Trends related to fertility rate affect multiple levels of the conceptual framework, including the broader health system. When combined with India’s population momentum, the declining fertility levels have resulted in a relatively steady number of annual births in recent decades. As a result, maternal and newborn health programs have not needed to keep pace with a growing number of births per year. Fertility decline is therefore a key factor in our study, influencing proximate factors in an interconnected fashion and influencing India’s broader story of progress. Since risks tend to be higher at younger maternal age and higher parity, fertility decline might also be associated with a shift in the age-parity distribution of births that reduced maternal and neonatal mortality risk.

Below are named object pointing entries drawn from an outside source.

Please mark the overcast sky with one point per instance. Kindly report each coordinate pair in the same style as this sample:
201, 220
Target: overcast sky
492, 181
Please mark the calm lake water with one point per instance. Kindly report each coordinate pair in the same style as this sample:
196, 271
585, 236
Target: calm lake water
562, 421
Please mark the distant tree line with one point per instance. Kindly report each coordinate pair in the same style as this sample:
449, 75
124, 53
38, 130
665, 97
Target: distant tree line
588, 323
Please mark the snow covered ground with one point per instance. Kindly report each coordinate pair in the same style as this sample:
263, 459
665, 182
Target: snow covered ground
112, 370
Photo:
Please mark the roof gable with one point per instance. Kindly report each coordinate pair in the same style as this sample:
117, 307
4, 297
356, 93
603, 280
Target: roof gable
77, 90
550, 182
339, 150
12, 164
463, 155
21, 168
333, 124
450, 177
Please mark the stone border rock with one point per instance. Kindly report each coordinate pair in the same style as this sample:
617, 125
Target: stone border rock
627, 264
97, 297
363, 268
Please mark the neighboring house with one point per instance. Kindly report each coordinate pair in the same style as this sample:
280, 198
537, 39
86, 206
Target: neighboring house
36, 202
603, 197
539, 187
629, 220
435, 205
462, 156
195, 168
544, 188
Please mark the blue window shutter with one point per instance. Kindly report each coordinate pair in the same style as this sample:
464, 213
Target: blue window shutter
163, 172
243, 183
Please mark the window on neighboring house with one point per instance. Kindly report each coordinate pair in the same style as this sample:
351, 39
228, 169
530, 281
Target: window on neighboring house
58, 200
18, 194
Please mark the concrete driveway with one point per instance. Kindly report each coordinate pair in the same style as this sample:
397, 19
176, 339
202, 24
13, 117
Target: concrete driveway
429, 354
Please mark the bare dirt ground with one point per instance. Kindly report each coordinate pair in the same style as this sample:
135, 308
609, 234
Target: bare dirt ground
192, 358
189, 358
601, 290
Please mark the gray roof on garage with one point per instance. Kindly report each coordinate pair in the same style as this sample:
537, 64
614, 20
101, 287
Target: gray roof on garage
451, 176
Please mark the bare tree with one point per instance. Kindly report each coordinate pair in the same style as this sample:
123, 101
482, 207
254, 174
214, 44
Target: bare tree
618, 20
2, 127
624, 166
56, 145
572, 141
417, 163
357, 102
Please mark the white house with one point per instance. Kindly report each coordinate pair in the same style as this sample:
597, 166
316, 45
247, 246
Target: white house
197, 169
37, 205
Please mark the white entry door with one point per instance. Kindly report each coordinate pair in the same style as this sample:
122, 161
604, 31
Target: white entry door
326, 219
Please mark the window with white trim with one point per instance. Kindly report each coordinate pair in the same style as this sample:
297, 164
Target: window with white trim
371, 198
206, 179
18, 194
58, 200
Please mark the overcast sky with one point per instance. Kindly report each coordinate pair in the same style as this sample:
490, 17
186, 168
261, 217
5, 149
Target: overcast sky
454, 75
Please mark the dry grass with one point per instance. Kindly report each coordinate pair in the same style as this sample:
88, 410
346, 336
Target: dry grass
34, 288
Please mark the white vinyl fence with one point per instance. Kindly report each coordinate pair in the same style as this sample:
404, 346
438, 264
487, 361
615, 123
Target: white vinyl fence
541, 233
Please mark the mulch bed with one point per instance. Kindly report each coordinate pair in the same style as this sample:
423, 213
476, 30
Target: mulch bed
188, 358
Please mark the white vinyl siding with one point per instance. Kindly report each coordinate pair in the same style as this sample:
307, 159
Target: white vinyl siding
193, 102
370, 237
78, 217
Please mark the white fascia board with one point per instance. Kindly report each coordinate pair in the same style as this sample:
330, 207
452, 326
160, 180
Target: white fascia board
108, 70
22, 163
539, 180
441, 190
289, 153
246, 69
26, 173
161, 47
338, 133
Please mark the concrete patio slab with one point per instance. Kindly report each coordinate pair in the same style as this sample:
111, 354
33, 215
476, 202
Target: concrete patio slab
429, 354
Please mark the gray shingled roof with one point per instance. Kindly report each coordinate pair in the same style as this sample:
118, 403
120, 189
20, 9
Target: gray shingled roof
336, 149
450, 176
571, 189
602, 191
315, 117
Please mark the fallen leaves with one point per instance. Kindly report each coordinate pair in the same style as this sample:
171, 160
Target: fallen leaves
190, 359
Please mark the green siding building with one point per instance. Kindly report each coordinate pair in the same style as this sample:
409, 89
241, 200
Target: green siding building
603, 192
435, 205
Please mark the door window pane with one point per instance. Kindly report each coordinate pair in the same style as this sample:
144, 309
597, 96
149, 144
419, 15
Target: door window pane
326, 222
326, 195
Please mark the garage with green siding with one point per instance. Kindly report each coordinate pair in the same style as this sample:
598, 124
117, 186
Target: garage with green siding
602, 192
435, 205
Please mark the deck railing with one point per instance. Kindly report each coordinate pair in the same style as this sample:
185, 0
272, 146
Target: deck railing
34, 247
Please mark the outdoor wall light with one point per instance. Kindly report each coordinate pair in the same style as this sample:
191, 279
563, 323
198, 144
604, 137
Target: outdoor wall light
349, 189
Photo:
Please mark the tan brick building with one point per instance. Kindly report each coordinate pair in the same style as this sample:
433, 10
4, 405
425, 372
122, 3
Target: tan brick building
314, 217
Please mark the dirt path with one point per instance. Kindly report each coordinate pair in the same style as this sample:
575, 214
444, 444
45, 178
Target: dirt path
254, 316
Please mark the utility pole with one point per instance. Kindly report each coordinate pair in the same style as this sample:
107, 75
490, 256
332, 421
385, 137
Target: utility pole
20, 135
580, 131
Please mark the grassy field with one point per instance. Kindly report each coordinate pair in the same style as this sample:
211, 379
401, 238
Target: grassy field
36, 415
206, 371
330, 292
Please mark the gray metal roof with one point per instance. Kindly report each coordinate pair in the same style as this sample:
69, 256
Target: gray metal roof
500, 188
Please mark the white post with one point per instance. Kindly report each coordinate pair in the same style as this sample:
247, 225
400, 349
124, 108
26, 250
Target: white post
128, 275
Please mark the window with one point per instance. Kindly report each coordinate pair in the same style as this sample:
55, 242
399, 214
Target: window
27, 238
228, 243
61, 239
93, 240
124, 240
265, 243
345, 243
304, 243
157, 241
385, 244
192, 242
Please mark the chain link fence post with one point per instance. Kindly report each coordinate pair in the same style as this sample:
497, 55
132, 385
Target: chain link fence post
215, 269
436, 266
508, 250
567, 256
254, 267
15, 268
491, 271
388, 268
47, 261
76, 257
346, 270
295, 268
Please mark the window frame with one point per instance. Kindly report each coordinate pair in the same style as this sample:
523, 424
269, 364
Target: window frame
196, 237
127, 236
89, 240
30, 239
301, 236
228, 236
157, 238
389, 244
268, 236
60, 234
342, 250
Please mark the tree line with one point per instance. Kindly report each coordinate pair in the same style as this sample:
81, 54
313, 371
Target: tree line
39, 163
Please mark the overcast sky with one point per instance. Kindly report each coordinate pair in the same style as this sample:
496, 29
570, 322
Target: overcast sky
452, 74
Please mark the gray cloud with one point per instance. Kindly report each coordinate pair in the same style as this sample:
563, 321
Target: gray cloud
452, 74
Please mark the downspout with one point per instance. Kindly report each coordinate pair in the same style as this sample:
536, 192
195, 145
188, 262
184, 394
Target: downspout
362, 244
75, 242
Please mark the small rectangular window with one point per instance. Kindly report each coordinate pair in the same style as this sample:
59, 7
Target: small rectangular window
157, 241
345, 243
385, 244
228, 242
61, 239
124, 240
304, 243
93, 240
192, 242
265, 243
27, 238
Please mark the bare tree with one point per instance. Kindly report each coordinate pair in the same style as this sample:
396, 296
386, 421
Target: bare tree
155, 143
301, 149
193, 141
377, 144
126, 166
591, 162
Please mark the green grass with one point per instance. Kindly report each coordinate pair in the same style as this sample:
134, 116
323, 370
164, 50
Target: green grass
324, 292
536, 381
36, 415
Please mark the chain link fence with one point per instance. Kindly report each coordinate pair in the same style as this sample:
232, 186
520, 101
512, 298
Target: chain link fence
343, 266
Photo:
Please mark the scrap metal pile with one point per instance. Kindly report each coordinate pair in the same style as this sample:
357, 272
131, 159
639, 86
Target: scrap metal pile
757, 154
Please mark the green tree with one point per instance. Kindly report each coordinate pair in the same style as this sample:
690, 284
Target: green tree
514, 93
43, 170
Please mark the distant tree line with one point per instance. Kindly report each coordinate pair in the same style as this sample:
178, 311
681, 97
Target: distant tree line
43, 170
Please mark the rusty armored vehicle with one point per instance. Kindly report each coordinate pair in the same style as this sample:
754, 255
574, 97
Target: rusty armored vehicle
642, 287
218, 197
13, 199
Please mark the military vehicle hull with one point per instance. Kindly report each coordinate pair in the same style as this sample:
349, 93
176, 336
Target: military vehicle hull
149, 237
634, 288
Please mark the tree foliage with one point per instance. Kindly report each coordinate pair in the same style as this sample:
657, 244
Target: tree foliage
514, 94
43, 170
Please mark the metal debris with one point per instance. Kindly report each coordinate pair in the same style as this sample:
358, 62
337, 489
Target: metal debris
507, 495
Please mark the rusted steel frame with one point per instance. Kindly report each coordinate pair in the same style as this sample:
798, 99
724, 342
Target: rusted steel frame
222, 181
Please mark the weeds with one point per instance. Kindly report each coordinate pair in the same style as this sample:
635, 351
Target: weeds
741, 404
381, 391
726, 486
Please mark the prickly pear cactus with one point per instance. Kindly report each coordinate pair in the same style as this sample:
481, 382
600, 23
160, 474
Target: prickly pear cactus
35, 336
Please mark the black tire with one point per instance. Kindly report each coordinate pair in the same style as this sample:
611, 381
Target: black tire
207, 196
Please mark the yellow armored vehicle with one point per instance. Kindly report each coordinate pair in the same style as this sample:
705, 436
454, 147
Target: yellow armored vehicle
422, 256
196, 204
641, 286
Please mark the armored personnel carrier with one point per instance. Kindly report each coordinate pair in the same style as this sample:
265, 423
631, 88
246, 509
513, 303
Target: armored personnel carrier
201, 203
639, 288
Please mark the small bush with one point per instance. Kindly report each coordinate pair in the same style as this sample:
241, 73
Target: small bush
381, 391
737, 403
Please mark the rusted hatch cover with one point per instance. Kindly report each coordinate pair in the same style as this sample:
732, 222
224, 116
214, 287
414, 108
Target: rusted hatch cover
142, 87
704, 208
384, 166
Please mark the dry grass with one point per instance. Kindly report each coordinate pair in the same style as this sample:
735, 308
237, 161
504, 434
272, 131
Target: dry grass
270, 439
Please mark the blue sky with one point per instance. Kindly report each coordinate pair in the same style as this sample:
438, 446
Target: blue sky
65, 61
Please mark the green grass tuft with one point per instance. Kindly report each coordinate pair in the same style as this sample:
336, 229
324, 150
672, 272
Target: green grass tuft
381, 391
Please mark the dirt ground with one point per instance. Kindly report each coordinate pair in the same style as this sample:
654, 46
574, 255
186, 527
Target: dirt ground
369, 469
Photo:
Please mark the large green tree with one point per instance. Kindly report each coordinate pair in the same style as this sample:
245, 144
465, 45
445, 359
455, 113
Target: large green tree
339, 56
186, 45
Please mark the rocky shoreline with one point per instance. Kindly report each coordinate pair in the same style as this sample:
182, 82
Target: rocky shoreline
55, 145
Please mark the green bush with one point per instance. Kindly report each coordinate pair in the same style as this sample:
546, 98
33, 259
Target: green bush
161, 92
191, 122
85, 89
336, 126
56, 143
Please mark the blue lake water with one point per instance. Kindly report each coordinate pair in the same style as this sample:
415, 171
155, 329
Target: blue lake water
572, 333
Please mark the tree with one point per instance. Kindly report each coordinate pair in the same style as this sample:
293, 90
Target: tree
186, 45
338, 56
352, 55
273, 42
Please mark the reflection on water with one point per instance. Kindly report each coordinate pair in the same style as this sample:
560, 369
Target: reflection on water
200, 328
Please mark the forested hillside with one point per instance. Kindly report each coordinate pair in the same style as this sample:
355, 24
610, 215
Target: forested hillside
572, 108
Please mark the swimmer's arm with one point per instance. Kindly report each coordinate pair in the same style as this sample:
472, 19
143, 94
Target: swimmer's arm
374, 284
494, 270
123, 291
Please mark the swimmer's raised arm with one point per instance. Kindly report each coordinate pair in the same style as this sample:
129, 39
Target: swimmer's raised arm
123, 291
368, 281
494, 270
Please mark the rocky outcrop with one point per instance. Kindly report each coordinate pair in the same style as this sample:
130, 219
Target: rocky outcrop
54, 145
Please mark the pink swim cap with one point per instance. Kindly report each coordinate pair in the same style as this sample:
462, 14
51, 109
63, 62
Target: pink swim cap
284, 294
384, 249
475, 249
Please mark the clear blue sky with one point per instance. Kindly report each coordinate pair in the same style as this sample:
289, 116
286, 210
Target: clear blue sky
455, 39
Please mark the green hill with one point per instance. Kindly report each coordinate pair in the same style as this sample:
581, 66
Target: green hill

Assessing fertility decline as a contributor to NMR/MMR improvements

India’s higher mortality state cluster has experienced substantial decreases in fertility—as noted above—with the total fertility rate declining from 4.2 to 2.6 births per woman between 2000 and 2019.1 As described in Jain’s decomposition methodology, declines in fertility translate to fewer high-risk pregnancies by way of longer birth intervals, lower birth parity, as well as decreased birth rates specifically among teen girls and older women.4 This analytical approach isolates the impact of fertility decline on neonatal and maternal mortality reduction.

Declines in fertility levels within the higher mortality state cluster were associated with 369,123 fewer neonatal deaths and 30,899 fewer maternal deaths in 2020 than would have been expected if fertility levels had remained constant since 2000. This decomposition approach attributes the remaining portion of mortality reductions to “safe motherhood” initiatives—interventions that target maternal and newborn health such as antenatal care and institutional delivery. Together, fertility decline and improved coverage of safe motherhood initiatives led to 786,708 neonatal lives and 82,267 maternal lives saved in 2020 compared to what would have been expected if fertility rate and intervention coverage levels had remained constant since 2000. This finding, shown below in Figure 8, highlights the impact of fertility decline as a key contextual factor related to NMR and MMR decline in India’s higher mortality state cluster, in tandem with other health care indicators commonly associated with mortality reductions.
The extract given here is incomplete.